Journal of Consciousness Studies 15 (1):63-83 (2008)
It is argued that both neuroscience and physics point towards a similar re-assessment of our concepts of space, time and 'reality', which, by removing some apparent paradoxes, may lead to a view which can provide a natural place for consciousness and language within biophysics. There are reasons to believe that relationships between entities in experiential space and time and in modern physicists' space and time are quite different, neither corresponding to our geometric schooling. The elements of the universe may be better described not as 'particles' but as dynamic processes giving rise, where they interface with each other, to the transfer, and at least in some cases experience, of 'pure'or 'active'information, the mental and physical just reflecting different standpoints. Although this analy-sis draws on general features of quantum dynamics, it is argued that purely quantum level events (and their 'interpretations') are unlikely to be relevant to the understanding of consciousness.
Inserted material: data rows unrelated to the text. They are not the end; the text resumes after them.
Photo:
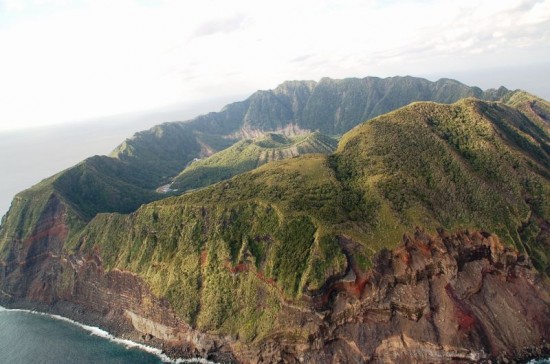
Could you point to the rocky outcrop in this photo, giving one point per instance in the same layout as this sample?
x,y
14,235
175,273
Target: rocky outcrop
x,y
450,297
439,298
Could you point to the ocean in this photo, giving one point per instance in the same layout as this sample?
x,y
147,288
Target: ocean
x,y
31,337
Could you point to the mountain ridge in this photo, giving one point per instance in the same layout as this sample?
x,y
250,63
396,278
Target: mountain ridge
x,y
302,257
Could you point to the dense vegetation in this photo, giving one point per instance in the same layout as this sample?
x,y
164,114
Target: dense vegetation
x,y
228,256
249,154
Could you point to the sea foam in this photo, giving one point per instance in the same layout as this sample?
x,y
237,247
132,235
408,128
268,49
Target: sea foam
x,y
129,344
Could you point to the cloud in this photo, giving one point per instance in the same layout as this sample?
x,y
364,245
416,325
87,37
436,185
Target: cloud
x,y
65,60
223,25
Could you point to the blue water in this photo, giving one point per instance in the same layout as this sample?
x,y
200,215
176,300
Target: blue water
x,y
27,337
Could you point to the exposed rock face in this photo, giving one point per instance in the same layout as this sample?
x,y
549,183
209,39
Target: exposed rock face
x,y
437,298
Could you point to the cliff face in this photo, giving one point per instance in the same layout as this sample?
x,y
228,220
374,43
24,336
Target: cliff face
x,y
317,258
461,296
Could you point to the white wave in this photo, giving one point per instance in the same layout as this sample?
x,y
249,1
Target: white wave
x,y
129,344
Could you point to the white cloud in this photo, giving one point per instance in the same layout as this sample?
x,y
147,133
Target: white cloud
x,y
64,60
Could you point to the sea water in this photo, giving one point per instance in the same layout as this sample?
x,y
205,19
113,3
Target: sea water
x,y
31,337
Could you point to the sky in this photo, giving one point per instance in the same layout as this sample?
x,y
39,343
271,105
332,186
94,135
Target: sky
x,y
64,60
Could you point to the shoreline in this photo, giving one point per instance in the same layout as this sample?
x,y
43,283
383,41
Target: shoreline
x,y
96,331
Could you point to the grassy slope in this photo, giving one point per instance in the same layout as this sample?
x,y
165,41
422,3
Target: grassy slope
x,y
249,154
128,178
467,165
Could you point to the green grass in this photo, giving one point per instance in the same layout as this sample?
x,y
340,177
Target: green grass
x,y
247,155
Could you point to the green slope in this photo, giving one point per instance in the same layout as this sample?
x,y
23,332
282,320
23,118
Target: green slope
x,y
249,154
470,165
129,177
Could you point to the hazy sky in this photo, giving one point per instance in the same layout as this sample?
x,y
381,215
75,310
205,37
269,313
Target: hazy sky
x,y
65,60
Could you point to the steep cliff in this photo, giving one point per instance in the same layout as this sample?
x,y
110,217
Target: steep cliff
x,y
425,236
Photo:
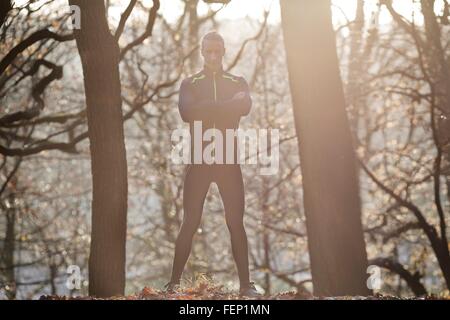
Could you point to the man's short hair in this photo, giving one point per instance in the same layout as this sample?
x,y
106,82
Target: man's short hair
x,y
214,36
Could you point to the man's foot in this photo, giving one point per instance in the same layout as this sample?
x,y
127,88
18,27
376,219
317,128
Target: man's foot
x,y
249,290
172,287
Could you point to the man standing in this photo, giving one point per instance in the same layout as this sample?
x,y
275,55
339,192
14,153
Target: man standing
x,y
217,100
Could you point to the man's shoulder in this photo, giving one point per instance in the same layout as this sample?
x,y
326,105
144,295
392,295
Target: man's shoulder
x,y
233,78
192,79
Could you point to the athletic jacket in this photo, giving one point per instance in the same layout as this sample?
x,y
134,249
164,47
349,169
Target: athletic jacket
x,y
207,97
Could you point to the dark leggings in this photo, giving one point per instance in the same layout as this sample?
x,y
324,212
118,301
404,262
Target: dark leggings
x,y
231,187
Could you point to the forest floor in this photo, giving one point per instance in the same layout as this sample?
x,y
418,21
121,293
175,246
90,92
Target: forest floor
x,y
205,291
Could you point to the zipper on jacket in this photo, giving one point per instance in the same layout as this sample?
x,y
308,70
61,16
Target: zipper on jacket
x,y
214,129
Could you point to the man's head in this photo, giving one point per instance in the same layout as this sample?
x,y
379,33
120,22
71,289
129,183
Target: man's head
x,y
213,50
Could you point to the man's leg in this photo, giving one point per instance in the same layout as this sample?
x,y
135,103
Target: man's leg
x,y
196,185
231,188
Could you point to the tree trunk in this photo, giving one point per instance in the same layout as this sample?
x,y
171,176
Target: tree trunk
x,y
331,191
99,54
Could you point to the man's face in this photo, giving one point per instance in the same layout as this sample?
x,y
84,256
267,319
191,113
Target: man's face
x,y
213,52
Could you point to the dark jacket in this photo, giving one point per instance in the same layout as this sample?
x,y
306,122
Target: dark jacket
x,y
207,97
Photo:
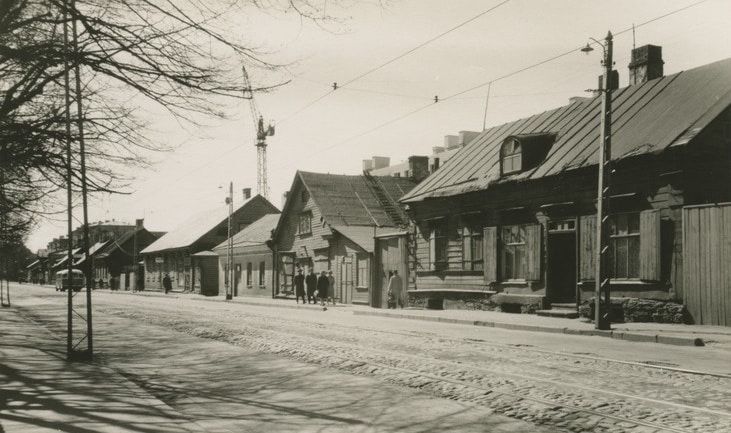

The processes that might be able to give rise, within brain cells, to an experience like ours are briefly reviewed. It is suggested that the elementary signals that are integrated to generate a spatial experience may have features more in common with words than pixels. It is further suggested that the laws of integration of words in language may provide useful clues to the way biophysical integration of signals in neurons relates to integration of elements in experiential space.